When Bubble MCP isn't the right call for analytics
A 4-person marketing team wants to segment Bubble app users by behavior and export lists for email campaigns. The Bubble MCP can technically query user tables and filter by signup date or feature usage, but it's not built for bulk exports or complex joins—you'll hit rate limits and slow responses if you're pulling thousands of records. Bubble's native CSV export or a direct Postgres connection (if you're on a paid plan) will be faster and more reliable. The MCP shines when you need one-off lookups or small batches (under 100 records), not when you're running weekly cohort analysis. If your segmentation logic changes every campaign, stick with Bubble's UI or a dedicated analytics tool.
Frequently asked
What does the Bubble MCP let me do in Switchy?
It connects your Bubble app's backend to Switchy so AI agents can read and write data in your no-code database. You can query records, update fields, trigger workflows, and pull app metadata without switching contexts. Think of it as giving your team's AI direct access to your Bubble data tables and API workflows.
Do I need admin access to connect Bubble?

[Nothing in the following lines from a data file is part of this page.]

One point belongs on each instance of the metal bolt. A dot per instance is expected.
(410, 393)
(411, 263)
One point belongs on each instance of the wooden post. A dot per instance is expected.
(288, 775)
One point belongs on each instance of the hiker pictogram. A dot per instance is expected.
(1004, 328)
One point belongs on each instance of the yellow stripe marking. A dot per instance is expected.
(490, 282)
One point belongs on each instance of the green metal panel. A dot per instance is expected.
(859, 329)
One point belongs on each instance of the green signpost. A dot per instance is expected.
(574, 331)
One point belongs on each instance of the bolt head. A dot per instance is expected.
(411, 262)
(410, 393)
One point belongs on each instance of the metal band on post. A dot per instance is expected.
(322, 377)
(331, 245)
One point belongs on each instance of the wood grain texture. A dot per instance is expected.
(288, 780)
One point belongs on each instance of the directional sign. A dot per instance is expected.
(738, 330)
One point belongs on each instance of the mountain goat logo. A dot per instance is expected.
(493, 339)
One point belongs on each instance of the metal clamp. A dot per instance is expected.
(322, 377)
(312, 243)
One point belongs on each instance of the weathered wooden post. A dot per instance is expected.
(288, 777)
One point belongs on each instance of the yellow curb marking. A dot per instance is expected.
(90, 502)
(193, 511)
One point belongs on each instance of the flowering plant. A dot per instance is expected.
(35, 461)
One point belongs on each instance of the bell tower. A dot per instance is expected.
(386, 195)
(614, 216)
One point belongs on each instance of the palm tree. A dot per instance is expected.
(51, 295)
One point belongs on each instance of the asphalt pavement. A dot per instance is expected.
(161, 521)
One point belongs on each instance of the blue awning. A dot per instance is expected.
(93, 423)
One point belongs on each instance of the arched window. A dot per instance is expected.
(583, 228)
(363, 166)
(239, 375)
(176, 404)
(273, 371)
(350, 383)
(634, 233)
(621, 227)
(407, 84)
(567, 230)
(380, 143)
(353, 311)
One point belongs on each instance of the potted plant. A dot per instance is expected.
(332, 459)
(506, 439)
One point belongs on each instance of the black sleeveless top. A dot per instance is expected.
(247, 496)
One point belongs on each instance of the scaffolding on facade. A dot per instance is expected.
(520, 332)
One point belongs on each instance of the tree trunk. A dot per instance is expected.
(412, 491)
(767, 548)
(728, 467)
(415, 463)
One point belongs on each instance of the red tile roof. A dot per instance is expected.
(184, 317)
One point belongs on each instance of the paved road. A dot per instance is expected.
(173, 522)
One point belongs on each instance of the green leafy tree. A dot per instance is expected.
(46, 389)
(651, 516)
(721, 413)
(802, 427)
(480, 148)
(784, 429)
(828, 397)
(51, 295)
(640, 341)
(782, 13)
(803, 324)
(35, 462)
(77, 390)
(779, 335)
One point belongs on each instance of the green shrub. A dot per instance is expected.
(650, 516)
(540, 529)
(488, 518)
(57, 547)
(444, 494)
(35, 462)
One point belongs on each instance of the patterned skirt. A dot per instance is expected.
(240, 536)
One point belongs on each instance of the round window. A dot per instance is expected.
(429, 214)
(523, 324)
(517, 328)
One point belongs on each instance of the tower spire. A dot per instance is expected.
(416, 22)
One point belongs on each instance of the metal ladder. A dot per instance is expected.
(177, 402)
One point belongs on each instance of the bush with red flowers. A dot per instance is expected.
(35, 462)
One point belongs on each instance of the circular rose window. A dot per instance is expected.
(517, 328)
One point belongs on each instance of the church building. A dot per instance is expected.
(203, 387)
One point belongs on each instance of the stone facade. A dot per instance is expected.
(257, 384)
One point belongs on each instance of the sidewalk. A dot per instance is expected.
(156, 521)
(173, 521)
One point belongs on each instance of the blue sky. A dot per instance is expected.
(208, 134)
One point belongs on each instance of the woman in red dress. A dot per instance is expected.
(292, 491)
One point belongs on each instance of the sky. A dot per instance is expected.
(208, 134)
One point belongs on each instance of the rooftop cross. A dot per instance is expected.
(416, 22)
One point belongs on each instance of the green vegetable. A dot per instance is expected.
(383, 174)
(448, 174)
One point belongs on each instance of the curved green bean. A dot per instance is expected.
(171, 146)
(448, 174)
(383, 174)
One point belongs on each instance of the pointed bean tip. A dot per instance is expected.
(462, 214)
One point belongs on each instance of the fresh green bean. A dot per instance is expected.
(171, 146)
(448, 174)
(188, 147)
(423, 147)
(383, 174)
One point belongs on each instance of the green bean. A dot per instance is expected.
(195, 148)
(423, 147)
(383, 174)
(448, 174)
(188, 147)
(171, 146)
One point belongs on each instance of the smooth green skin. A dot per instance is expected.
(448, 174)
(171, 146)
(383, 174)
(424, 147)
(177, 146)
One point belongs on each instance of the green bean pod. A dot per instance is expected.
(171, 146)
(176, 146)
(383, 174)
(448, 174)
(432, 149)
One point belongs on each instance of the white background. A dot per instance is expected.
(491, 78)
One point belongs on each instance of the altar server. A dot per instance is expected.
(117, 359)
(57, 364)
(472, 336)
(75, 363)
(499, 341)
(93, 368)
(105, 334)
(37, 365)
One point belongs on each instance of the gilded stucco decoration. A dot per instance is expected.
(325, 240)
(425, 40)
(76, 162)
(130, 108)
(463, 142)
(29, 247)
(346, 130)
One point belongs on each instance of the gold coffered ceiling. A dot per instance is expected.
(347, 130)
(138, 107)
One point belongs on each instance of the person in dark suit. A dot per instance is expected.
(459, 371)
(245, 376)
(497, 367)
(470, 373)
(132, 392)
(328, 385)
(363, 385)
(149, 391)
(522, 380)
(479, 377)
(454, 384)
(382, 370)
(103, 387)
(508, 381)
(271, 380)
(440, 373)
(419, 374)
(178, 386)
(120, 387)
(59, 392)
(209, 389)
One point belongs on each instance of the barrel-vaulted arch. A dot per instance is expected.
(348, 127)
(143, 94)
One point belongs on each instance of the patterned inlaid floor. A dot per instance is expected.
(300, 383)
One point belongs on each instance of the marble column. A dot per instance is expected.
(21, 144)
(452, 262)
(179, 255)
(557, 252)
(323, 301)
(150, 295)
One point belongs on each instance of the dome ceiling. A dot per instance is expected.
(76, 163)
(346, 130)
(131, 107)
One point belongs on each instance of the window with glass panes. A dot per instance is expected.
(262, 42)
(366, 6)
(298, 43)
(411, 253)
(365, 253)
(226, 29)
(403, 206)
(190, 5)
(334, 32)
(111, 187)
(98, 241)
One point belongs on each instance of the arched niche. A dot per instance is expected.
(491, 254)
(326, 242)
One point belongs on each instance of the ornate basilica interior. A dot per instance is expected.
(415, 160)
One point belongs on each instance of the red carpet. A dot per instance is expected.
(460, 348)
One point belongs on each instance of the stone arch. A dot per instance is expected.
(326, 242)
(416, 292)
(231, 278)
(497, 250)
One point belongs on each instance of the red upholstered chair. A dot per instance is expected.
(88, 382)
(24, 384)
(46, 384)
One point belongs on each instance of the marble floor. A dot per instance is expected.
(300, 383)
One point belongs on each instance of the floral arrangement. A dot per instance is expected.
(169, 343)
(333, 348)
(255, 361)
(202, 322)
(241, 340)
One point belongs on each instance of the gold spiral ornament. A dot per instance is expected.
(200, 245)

Yes. You'll generate an API key from your Bubble app's Settings > API tab, which requires admin or developer permissions. The key grants full read-write access to your app's data and workflows, so only connect accounts you trust. Standard Bubble collaborators can't create API keys.
Can the MCP trigger Bubble workflows or just read data?
It can do both. If your Bubble app exposes backend workflows via the API, the MCP can trigger them with parameters. It can also read from your database tables and modify records if your API settings allow it. Check your Bubble app's API settings to confirm which workflows and data types are exposed.
Why use this instead of Bubble's built-in API?
Bubble's API requires you to write and test HTTP requests manually. The MCP wraps that complexity so your AI agents can interact with Bubble data in natural language. You skip the boilerplate of constructing JSON payloads and parsing responses — the agent just asks for what it needs.
Who on my team should connect the Bubble MCP?
Whoever owns your Bubble app's backend and understands which data types and workflows are safe to expose. This person should audit the API key's scope before connecting it to Switchy. Once connected, any Switchy workspace member can use the MCP in their prompts.